I realized I’m never going to be an enlightened being, but maybe my contribution is to help reframe this notion of kindness so that we take it seriously and use it to build a genuinely kinder world. Unfortunately, calls for “kindness” and “civility” are oftentimes used as a way of keeping people quiet. I’m a progressive African American who grew up in the South during Jim Crow, so I bring a different perspective to the table than civility-obsessed and conflict-averse white moderates and liberals. Central to the Civil Rights Movement is the notion of “No Justice, No Peace!" People who are oppressed know you must shift power relations to bring about change. Those in power are not going to change just because it’s the right, the rational, and the reasonable thing to do. It’s my job, therefore, to approach the notion of kindness from a very different perspective, to reconceptualize it as a large, robust, and politically engaged concept.
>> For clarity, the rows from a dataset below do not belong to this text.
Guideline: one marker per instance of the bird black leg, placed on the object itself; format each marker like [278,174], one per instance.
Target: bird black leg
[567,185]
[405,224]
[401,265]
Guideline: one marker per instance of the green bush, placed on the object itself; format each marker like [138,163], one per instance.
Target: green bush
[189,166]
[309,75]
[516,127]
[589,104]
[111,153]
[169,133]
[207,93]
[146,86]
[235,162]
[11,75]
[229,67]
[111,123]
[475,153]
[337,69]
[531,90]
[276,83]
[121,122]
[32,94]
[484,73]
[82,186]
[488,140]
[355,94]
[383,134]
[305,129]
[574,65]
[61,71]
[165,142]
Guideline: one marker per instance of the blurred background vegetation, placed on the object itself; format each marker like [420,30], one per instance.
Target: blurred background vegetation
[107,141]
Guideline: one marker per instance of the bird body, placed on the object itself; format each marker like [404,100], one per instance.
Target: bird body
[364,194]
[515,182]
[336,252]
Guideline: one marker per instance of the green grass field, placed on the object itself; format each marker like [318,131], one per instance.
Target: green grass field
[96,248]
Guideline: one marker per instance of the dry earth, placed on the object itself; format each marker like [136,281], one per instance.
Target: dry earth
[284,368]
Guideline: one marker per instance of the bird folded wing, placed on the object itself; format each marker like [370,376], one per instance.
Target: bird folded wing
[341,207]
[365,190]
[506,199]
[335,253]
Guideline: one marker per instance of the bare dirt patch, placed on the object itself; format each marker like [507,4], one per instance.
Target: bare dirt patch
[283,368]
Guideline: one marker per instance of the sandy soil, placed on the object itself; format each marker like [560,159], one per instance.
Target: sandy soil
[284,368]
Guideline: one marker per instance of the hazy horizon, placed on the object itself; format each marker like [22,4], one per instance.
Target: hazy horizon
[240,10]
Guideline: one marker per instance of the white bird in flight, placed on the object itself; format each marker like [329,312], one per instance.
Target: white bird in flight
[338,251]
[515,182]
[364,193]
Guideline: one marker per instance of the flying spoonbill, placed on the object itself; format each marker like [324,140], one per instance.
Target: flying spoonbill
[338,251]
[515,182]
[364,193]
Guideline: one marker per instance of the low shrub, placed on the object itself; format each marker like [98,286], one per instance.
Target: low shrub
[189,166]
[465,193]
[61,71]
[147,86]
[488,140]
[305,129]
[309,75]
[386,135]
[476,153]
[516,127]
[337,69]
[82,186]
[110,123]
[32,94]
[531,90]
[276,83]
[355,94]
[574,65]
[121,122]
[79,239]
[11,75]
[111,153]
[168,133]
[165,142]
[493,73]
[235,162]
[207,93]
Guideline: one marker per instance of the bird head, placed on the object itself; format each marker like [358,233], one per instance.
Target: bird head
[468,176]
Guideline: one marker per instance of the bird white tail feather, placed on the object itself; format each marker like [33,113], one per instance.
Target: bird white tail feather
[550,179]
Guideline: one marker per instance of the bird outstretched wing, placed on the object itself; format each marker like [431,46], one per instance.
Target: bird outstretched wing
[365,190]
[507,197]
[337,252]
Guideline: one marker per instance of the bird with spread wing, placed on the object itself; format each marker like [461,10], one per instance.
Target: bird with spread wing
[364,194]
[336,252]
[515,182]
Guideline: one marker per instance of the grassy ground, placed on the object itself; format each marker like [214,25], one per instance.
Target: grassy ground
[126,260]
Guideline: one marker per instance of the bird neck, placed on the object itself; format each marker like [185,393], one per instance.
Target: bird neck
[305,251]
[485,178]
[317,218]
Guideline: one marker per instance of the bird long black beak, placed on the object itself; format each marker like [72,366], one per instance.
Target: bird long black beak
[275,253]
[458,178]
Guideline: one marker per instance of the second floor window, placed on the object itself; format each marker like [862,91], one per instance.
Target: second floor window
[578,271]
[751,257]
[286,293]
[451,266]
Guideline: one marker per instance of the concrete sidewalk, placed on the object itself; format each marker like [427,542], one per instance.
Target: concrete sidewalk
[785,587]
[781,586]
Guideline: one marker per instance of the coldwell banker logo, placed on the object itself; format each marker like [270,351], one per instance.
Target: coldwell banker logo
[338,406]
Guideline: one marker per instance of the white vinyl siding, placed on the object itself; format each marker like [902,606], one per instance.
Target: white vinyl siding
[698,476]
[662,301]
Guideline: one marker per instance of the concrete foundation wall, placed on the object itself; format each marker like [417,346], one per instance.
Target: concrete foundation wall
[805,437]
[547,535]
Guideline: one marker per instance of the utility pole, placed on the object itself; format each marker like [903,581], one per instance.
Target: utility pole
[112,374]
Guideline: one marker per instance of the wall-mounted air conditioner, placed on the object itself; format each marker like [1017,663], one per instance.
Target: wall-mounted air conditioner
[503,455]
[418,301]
Where does the average person start?
We must recognize that genuine kindness involves group relations, and oftentimes unkindness happens within hierarchies, where one group is more powerful than another. To create a kinder society means challenging power relations in ways that force people to see others outside of their own group as being fully human and deserving of compassion. For example, prior to the late 1970s, there used to be comic strips that showed men in power chasing women around their office desks, and that was all too often considered to be funny. When the women’s right movement emerged, it wasn’t accepted as funny anymore and was called sexual harassment. Until they were punished for that behavior, many men did not have a clue it was wrong. Apply that to today when we have police officers and vigilantes who seem to have no conscience when it comes to killing unarmed African Americans. They are not killing affluent European Americans who can hire lawyers and cause them trouble, because there are consequences for doing so. For African Americans, there are fewer consequences. Until that changes, until the power dynamic is shifted, those who engage in such inhumane cruelty won’t understand it’s wrong. To have a genuine movement for kindness, we must also have a radical redistribution of income and wealth that’s facilitated by government policies. But we have people in power now who are not interested in being kind, who have mean-spirited ideologies like social Darwinism and want only to protect what they have. Take the story of a politician who, on the way to their office to cast an important vote on homelessness, passes a homeless person and puts a dime in that person’s can. The politician feels good about themself, and then goes into work and votes in favor of legislation that essentially criminalizes homelessness. They walk away from the homeless person in the morning thinking they’re kind, but in the afternoon show just how unkind they are.
But aren’t there times when one must come across as being unkind to bring about ultimate kindness and change?
In Buddhism, there’s this notion of genuine versus fool’s compassion, which means that if someone is doing something wrong it needs to be chastised. Bogus or unreal compassion is to encourage that person to continue their harmful ways. For example, if a mother found out her son was using fentanyl, what’s the appropriate response? To smile? That would be the civil thing, to do what we normally think of as “kind.” Another response might be tough love, maybe some willingness to engage in conflict in the moment that might result in genuine kindness in the end.